Ecclestone wants medal system for 2009

fia-logoFormula One supremo unveils radical new medal system to spice up the action

Bernie Ecclestone is confident that his controversial medal system to decide the Formula One world drivers’ championship in which points are replaced by medals for the top three finishers will be given the green light by the FIA at the next World Motorsport Council meeting in December.

“It’s going to happen,” said Ecclestone, speaking at the launch of a technology partnership between Formula One and electronics giant LG.

“All the teams are happy. The whole reason for this was that I was fed up with people talking about no overtaking.”

“The reason there’s no overtaking is nothing to do with the circuit or the people involved, it’s to do with the drivers not needing to overtake.”

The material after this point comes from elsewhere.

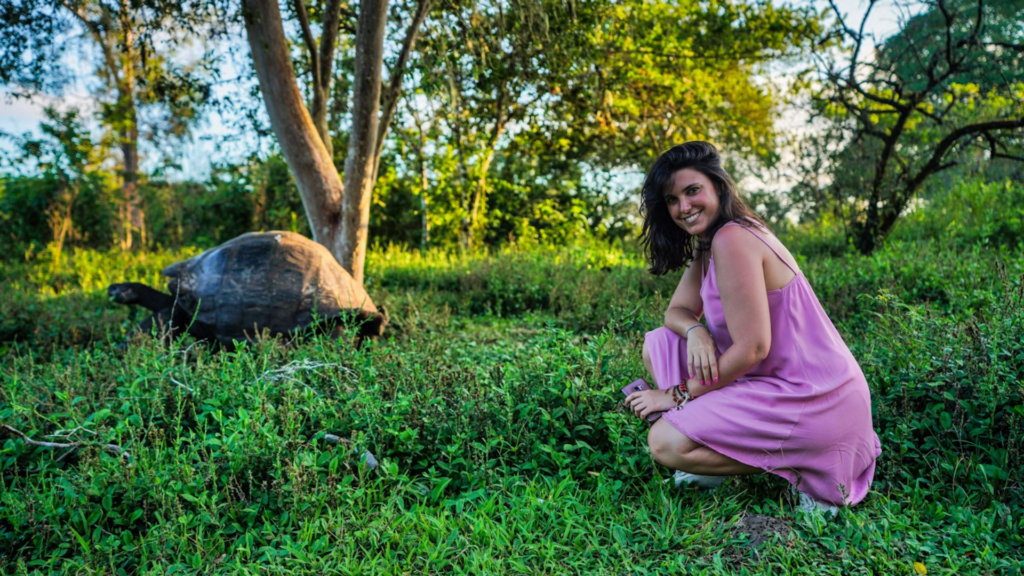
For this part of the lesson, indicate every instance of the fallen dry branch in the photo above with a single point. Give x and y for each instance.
(286, 372)
(114, 448)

“If you are in the lead and I’m second, I’m not going to take a chance and risk falling off the road or doing something silly to get two more points.”

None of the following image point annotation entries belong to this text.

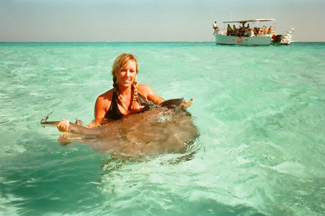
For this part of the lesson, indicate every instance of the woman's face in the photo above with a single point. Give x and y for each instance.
(126, 74)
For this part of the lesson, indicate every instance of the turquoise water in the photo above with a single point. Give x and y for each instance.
(260, 112)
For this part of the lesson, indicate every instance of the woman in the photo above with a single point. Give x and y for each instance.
(125, 98)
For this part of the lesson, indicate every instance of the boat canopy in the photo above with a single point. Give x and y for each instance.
(253, 20)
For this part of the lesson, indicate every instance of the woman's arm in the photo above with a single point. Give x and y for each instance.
(101, 106)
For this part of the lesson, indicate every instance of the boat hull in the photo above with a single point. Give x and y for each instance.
(245, 41)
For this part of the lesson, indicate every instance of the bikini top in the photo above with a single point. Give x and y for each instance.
(115, 113)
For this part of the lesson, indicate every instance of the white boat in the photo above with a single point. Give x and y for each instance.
(244, 37)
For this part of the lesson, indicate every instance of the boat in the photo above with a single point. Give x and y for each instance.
(251, 36)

“If I need to do it to win a gold medal, because the most medals win the world championship, I’m going to do that. I will overtake you.”

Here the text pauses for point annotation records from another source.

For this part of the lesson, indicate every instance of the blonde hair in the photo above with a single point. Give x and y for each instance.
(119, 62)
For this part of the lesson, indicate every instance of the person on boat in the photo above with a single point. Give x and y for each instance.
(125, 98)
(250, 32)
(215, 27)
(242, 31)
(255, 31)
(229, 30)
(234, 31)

Ecclestone pointed to this year’s title battle between Lewis Hamilton and Felipe Massa as an example where a reluctance to overtake hindered the racing spectacle.

“This year, we saw on a number of occasions Lewis not overtaking Massa for that reason,” he said. “If he’d driven for me, tried it and made a mistake, I would have complained. It’s just not on that someone can win the world championship without winning a race.”

Controversy

Former team boss and recently confirmed BBC pundit Eddie Jordan dismissed the new system as “nonsense”, saying that it would damage teams who lack the resources to challenge the front-runners.

“I think it’s a nonsense,” he told BBC Radio Five Live. “The focus of everyone in Formula One at the moment must be on the current situation with costs and cost cutting, and nothing else. The rest is just dressing it up.

“The points are necessary. I was one of the team principals in the team principals’ meetings who advocated that the points should go down to eighth place, because one point to a team down there is as important as a win is to the likes of McLaren and Ferrari, and we must never forget that.

“I can promise you, having been in that position, two points against no points is a huge difference.”

“Drivers like (Felipe) Massa, who started at the very bottom and worked his way up, know how important those points are at the back of the field.

“Everybody that’s involved in the financial side knows how important it is, and the extraordinary excitement that there is for getting a point at the back.

“McLaren and Ferrari are working on a budget of perhaps 250 million, and then you have other teams like Force India and Toro Rosso, who to everyone’s surprise won a race this year, who would have maybe ten or eight times less budget to play with, and inferior drivers because they’re learning their trade and they will come and be world champions in years to come.

“But they have to find their feet somewhere, and that place has to be in the smaller teams because they’re the people who take the risks.”